As things stand, I am poised to record a return of over 40% for the 12 months.
How did I get here?
My exposure to high-quality companies in the tech, retail, and healthcare sectors helped my portfolio outperform this year.
The star of the show was undoubtedly my overweight position in Life360 Inc (ASX: 360). At the time of writing, the location technology company's shares are up 200% year to date.
The now departed Altium also gave me significant funds to reallocate elsewhere after being taken over by Renesas this year. I didn't stick around to see the takeover complete. Instead, I locked in the gains in April and reinvested them back into the tech sector through Pro Medicus Limited (ASX: PME) and TechnologyOne Ltd (ASX: TNE).
Both of these ASX tech stocks have rocketed in value since then, compounding the funds even further.
I like to buy high-quality companies when an opportunity presents itself. This proved successful with ResMed (ASX: RMD) and Universal Store Holdings Ltd (ASX: UNI) last year.
ResMed's shares were down heavily because of weight loss wonder drug concerns. They have returned approximately 50% this year. Whereas doom and gloom in the retail sector dragged youth fashion retailer Universal Store to very inviting levels. Its shares are up approximately 85% in 2024.
Also contributing to the good performance were ASX share portfolio holdings such as Lovisa Holdings Ltd (ASX: LOV) and Xero Ltd (ASX: XRO), Westpac Banking Corp (ASX: WBC), and the Betashares Nasdaq 100 ETF (ASX: NDQ).
I also took advantage of a sharp pullback in the Walt Disney Co (NYSE: DIS) share price. This high-quality company's shares have rallied over 30% since then.
It's not all sunshine and rainbows
I would love to say that all portfolio holdings performed well in 2024, but that isn't the case. And will almost never be the case.
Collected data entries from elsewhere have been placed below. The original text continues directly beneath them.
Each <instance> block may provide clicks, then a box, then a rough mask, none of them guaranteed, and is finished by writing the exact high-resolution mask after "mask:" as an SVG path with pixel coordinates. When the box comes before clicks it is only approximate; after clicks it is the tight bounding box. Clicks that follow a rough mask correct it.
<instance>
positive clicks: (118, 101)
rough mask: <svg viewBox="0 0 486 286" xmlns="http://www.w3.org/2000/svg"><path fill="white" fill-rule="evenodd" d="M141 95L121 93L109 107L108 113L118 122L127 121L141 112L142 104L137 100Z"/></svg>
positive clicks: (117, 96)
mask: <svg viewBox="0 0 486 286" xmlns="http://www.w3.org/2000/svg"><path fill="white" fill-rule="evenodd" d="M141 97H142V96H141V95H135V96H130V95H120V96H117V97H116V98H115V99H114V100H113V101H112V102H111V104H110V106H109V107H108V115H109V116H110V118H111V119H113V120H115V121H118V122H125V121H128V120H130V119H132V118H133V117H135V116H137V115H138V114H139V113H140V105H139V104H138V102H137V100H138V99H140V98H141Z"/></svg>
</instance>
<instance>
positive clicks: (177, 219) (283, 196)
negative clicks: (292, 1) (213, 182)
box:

This is why portfolio diversification is so important.
I was let down by Endeavour Group Ltd (ASX: EDV) and Domino's Pizza Enterprises Ltd (ASX: DMP), and CSL Ltd (ASX: CSL) underperformed the market.
Nevertheless, I believe the quality of these companies remains high (certainly CSL!) and I expect them to perform better in 2025. I may even take advantage of this weakness to add to positions in 2025.
There were also plenty of missed opportunities. Goodman Group (ASX: GMG) and Qantas Airways Ltd (ASX: QAN) shares are two that I planned to buy and never did. They are up in the region of 45% to 70% in 2024.
Another one I missed was Starbucks Corp (NASDAQ: SBUX). I had intended to purchase the coffee chain giant's beaten down shares the same day I bought Disney shares. But the announcement of a new CEO that day saw Starbucks rocket 30% before I could and left me wondering what could've been.
What's the plan in 2025?
I'm confident in my ASX share portfolio as we head into 2025.
But as always, I will look for opportunities to buy high-quality companies when they are trading at fair (or cheap) prices.
I will also continue to stay clear of speculative stocks that promise the world and deliver nothing but losses.
After all, it's just as important to avoid bad stocks as it is to buy great ones.